Hearts And Minds Mixed Over Heartlandia

The bottom line is the attempt to make cross-border activity easier, getting people working as a team more often and to capitalize on what may be a long growth cycle for the West.

When Steve Demmings was at a mining conference in Toronto in March, he sat in a room with a couple of hundred Chinese investors listening to Canadian mining companies making their pitch for investments.

Demmings, CEO of the Thunder Bay Community Economic Development Commission, was making the point that there is huge demand from the Chinese for resources that are abundant in Western Canada.

But not only is there demand from Asia, there is increasing competition with First World economies.

“The U.S. may be trying to get through the recession, but it’s not stopping China from making massive investments in infrastructure,” Demmings said. “They will be even more fearsome competitors on the other end of the deal. That’s why we need to have the global supply chain in order.”

Demmings has obvious reasons to be supportive of Livio Di Matteo, the Lakehead University economics professor who is developing a concept of a regional midcontinental cross-border economic development zone, including northwestern Ontario, which Di Matteo has dubbed Heartlandia.

Di Matteo presented a paper on the subject to the Frontier Centre for Public Policy on Wednesday.
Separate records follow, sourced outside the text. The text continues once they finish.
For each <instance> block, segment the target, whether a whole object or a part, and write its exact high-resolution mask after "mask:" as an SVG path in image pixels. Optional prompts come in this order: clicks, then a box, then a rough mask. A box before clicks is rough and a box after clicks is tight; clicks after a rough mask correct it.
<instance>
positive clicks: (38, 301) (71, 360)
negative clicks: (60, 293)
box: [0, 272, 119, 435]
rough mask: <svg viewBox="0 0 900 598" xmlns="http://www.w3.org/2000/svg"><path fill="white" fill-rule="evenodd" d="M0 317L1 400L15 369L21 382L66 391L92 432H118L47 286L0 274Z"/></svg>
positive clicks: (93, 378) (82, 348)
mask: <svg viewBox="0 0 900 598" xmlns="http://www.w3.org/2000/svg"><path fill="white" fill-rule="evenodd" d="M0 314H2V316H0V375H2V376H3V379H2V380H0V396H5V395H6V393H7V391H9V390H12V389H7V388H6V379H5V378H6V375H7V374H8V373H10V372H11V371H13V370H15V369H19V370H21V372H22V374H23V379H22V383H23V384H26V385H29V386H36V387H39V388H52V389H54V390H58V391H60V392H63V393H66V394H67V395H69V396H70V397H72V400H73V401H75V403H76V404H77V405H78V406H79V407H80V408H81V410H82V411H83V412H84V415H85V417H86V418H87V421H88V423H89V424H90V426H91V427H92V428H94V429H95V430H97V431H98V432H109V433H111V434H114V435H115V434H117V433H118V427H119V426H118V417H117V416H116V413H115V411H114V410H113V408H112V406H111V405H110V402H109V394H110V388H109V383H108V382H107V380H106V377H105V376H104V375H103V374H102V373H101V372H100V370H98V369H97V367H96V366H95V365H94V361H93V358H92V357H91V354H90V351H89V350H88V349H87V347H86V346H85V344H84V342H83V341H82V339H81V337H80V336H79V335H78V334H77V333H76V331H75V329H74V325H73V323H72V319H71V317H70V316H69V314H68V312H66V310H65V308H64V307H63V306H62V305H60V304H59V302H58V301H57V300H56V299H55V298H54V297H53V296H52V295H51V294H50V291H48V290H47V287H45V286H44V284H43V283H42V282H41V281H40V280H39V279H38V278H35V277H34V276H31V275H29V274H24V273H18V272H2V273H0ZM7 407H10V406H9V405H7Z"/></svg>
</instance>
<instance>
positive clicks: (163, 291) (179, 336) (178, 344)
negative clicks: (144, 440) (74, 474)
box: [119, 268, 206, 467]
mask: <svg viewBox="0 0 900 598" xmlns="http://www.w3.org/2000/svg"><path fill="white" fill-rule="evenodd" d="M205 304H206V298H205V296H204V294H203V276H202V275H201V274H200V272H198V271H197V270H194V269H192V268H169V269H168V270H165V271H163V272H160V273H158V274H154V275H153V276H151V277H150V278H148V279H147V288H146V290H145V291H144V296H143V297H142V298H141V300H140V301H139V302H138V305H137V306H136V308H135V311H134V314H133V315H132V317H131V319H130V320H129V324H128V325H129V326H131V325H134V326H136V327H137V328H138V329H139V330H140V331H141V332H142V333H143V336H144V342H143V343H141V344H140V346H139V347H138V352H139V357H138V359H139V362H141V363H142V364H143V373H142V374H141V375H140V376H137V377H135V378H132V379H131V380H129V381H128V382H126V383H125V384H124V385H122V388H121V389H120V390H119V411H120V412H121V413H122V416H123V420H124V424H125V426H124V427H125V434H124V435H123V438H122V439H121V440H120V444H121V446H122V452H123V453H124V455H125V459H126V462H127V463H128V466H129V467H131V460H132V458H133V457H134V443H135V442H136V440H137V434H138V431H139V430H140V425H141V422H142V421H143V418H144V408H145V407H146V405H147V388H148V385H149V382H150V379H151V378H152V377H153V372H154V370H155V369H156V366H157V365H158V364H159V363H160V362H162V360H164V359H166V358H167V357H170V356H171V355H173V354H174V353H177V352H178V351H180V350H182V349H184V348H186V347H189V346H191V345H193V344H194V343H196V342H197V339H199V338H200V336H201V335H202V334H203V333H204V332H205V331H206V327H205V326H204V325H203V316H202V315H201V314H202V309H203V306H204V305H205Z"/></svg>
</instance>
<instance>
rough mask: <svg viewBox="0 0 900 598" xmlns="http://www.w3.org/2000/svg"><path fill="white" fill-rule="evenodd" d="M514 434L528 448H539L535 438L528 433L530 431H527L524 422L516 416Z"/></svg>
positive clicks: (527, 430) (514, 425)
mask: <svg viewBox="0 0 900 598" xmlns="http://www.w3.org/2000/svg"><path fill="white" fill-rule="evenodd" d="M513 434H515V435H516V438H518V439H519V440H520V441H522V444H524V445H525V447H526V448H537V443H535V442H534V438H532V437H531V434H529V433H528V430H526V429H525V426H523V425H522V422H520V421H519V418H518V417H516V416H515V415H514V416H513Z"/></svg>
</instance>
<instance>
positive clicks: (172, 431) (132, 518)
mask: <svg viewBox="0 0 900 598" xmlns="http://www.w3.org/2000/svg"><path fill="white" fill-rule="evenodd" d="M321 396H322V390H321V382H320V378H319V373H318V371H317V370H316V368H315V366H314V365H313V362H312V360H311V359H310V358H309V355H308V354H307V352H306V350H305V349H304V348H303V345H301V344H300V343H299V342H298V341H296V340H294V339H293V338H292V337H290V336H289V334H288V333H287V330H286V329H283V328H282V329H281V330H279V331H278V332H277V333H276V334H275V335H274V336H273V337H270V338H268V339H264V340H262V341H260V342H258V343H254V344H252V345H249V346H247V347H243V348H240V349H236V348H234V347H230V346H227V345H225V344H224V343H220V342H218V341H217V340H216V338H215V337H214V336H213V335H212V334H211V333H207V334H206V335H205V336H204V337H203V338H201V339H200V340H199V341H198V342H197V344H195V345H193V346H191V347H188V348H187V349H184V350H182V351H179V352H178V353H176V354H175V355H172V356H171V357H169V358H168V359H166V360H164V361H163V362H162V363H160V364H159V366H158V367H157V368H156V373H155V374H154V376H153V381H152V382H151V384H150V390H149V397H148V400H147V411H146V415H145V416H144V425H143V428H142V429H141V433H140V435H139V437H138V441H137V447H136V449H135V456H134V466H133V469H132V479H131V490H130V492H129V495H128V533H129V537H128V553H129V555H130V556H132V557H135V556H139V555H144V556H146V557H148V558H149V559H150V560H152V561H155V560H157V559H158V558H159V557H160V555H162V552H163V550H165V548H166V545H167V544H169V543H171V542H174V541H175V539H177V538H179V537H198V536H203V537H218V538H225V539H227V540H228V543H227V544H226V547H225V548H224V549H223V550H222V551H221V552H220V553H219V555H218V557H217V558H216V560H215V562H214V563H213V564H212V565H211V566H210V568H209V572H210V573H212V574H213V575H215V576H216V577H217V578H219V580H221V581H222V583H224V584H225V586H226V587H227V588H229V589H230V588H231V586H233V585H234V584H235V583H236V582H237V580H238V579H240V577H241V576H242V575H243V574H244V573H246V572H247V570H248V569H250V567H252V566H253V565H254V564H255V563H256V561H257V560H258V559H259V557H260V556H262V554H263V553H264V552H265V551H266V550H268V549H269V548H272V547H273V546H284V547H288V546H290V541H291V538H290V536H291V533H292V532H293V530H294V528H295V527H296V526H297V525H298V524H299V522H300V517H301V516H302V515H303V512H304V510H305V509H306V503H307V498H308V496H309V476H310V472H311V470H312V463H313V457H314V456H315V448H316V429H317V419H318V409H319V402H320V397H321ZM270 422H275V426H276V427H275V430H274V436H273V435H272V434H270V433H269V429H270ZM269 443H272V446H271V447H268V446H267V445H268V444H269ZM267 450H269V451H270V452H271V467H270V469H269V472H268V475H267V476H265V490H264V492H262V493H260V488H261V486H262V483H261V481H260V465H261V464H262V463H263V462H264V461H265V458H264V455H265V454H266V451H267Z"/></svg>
Regardless of one’s opinion on the need for another regional organization, Di Matteo said economies are increasingly interconnected.

“The global financial crisis has been a real wake-up call,” he said. “Until recently, I think a lot of people did not know how integrated their economies were.”

That example may be a negative instance, but Di Matteo points out the recession will eventually end and there will be increasing demand for western Canadian resources.

“I believe the West is poised for long-term growth,” he said.

If that’s the case, then beefing up regional infrastructure and expanding supply chains would seem to make sense.

But some believe it might be counterproductive to create another cross-border organization. (Di Matteo suggests something akin to the Pacific NorthWest Economic Region, with its $1-million budget and staff of eight people in Seattle.)

“I think that the concept is an interesting one,” said Chris Lorenc, a board member of CentrePort Canada and president of the Manitoba Heavy Construction Association. “No question, there is a lot of economic activity in the area. But I would be careful about starting too many splinter initiatives and then have none of them get underway.”

Lorenc said the concept of Heartlandia is essentially being addressed by relationships Manitoba has with NASCO (North America’s SuperCorridor Coalition) and the province’s international gateway strategy.

Lorenc said the idea of trade development is to expose yourself to opportunities that are not domestic in nature, because those are more likely to continue on their own.

Those regional cross-border interconnections have grown for more than a century. Recent data in Businessweek magazine graphically shows just how similar the economies of the U.S. Great Plains states are to the Canadian Prairies.

Saskatchewan and Manitoba are the strongest Canadian economies right now, and the same can be said of our southern neighbours. Those states feature the lowest unemployment rates in the United States as well as the lowest rates of mortgage delinquencies.

Di Matteo has no vested interest in whether any formal entity like Heartlandia is ever created.

He said the bottom line is the attempt to make cross-border activity easier, getting people working as a team more often and to capitalize on what may be a long growth cycle for the West.